There we go, ends woven in (yes, yes there are a lot of ends, but it’s fine, I kind of like weaving them in).  Blocked (always).  And cute as can be.

Possibly slightly cuter than is allowed by law.  But I won’t tell if you don’t.

The only problem (and I use problem very loosely) is that I have yarn left.  So we may just have to do it all again with a few variations.

Awfully quick and totally worth it

So here’s the bit where I glower at you and tell you you should be blocking things.

All that generally means is ‘toss it a sink full of cool water (kitten supervisor is optional), let it soak for half an hour, squeeze out the excess water, smooth it out, and let it dry.’  If you happen to have a bowl or a balloon or a wig stand or something head shaped, let it dry on that.

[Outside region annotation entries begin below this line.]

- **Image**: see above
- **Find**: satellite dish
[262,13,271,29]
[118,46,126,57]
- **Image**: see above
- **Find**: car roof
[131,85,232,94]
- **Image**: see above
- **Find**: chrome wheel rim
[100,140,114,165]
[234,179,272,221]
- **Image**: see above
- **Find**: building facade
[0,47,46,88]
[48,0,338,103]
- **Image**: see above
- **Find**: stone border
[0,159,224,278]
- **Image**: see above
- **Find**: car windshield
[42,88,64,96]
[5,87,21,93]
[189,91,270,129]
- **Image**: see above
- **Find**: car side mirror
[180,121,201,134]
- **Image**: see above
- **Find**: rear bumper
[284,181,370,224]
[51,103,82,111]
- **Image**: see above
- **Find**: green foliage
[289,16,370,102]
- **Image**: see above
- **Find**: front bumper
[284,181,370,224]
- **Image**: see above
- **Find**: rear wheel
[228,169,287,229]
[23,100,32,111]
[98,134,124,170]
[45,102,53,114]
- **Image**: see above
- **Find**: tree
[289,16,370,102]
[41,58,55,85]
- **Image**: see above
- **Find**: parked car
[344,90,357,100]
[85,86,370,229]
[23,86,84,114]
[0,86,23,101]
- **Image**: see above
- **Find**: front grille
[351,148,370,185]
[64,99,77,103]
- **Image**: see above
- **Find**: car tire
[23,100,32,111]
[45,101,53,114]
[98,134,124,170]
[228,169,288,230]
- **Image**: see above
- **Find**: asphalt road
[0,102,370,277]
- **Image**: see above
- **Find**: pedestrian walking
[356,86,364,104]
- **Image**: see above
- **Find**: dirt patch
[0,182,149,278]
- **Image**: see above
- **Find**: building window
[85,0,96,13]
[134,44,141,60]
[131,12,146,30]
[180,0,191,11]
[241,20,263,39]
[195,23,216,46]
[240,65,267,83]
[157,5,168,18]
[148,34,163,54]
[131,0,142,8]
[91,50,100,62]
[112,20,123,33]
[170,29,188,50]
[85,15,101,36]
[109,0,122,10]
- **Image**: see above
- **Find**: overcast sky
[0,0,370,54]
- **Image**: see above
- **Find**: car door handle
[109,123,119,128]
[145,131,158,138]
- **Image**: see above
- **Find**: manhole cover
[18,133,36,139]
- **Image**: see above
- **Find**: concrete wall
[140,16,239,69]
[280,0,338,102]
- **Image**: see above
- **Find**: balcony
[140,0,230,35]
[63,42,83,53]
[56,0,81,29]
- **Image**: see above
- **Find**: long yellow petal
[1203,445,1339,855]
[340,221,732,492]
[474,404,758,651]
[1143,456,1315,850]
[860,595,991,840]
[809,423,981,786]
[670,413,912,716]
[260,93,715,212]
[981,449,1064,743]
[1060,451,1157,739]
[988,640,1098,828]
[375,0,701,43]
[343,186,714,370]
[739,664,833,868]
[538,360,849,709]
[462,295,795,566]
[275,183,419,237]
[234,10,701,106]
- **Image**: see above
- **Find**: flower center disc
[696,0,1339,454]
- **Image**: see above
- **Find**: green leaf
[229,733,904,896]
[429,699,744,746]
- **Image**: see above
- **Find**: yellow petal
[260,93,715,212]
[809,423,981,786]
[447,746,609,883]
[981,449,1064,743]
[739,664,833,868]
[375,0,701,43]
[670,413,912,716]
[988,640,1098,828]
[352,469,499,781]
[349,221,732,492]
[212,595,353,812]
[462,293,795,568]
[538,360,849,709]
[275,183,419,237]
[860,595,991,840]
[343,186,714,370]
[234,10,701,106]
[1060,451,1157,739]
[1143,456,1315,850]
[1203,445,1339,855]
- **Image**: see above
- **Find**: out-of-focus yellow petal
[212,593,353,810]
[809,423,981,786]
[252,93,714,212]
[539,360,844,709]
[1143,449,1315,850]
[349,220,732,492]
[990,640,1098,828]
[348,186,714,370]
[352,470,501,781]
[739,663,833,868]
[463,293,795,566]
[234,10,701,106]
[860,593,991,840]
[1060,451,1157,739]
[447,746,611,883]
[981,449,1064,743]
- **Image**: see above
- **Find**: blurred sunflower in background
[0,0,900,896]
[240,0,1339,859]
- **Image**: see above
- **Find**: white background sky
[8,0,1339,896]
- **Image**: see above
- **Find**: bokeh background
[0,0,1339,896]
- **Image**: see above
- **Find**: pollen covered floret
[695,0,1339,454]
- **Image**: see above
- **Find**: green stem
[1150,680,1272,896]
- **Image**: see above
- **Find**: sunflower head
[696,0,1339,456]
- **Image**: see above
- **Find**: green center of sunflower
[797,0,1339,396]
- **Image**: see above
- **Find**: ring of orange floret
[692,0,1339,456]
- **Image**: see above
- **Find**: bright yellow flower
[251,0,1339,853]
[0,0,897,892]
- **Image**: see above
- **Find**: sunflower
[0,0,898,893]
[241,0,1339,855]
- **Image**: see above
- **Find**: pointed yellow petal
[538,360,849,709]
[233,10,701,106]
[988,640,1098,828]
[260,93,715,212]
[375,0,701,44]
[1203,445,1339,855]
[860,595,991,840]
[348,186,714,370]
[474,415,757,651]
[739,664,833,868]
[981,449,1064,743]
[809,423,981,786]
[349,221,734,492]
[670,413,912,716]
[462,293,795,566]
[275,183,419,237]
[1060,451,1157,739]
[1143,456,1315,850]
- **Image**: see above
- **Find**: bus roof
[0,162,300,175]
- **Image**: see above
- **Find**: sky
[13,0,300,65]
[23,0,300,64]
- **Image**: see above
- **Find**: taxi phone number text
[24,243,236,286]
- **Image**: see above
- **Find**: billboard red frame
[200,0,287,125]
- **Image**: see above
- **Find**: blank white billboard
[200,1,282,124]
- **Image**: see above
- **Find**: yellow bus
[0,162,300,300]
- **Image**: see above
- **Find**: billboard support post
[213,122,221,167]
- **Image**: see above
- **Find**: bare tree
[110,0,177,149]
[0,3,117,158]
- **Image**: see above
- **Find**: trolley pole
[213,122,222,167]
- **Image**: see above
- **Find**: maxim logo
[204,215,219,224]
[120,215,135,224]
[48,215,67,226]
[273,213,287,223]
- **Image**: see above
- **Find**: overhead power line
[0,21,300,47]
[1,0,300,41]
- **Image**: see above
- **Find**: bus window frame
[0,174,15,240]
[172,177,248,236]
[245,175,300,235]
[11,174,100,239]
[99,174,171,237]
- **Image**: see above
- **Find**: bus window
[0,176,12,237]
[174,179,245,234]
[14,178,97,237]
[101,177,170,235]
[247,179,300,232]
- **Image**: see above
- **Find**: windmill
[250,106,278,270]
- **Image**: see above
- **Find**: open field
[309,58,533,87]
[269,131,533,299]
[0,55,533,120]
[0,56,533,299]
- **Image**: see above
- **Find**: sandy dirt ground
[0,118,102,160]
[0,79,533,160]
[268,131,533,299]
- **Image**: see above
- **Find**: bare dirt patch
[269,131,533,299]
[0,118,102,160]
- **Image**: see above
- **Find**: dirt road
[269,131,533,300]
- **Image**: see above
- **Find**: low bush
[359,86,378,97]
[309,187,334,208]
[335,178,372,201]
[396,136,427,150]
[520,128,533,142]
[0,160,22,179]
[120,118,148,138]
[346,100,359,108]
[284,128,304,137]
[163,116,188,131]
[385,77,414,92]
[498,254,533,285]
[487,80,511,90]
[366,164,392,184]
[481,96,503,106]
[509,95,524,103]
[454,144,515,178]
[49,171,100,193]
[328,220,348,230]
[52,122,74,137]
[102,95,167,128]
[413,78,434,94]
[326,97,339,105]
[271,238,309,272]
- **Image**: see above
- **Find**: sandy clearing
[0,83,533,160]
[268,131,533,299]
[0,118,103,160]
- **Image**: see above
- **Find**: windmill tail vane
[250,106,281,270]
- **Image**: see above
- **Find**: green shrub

But if not, just letting it dry flat is better than not blocking it at all.

But for this one, you’ll notice I did something a bit strange.  I ran a bit of scrap yarn through all the little speckle dots before I threw this in the sink.  The goal was to help them be nice and tidy and uniform, and it totally works.  I left the scrap yarn in while the hat soaked and dried, and the wee nubbins were much more even when it was dry.

Those yarns will come right out now that it’s dry.  And then the hat will be all done and ready for a proper showing off.

Kinda cute, and awfully quick

So that thing where babies have small(ish) heads? Yeah, well it makes for quick knitting.

This went from swatch to cast on to finished over something like two or three knitting sessions. Which is fair, because from what I’ve heard, babies outgrow knitted stuff at an alarming rate.

But now, I’m going to go weave in the ends (there are rather a lot) and block this (yes, block everything, even baby stuff, just hush and do it, it’s worth it).  And then I will come back and show it off properly!

Absurd, but kinda cute

Someone I know (very definitely not me, seriously, no, do not even ask, that’s super weird to ask and you should totally know better, you will get a whole lecture if you make it weird) is currently producing a baby. And that means I get to make some truly absurd baby hats.

Because babies are helpless little meatloafs at first, and the reward for putting up with their never ending stream of noise and bodily fluids is that you get to put ludicrous stuff on their heads. At least that’s my theory.

So I will wrap its tiny little head in tiny little hats and revel in how cute it is (and in how I get all the cute baby pictures with absolutely none of the baby responsibilities) and all will be right with the world.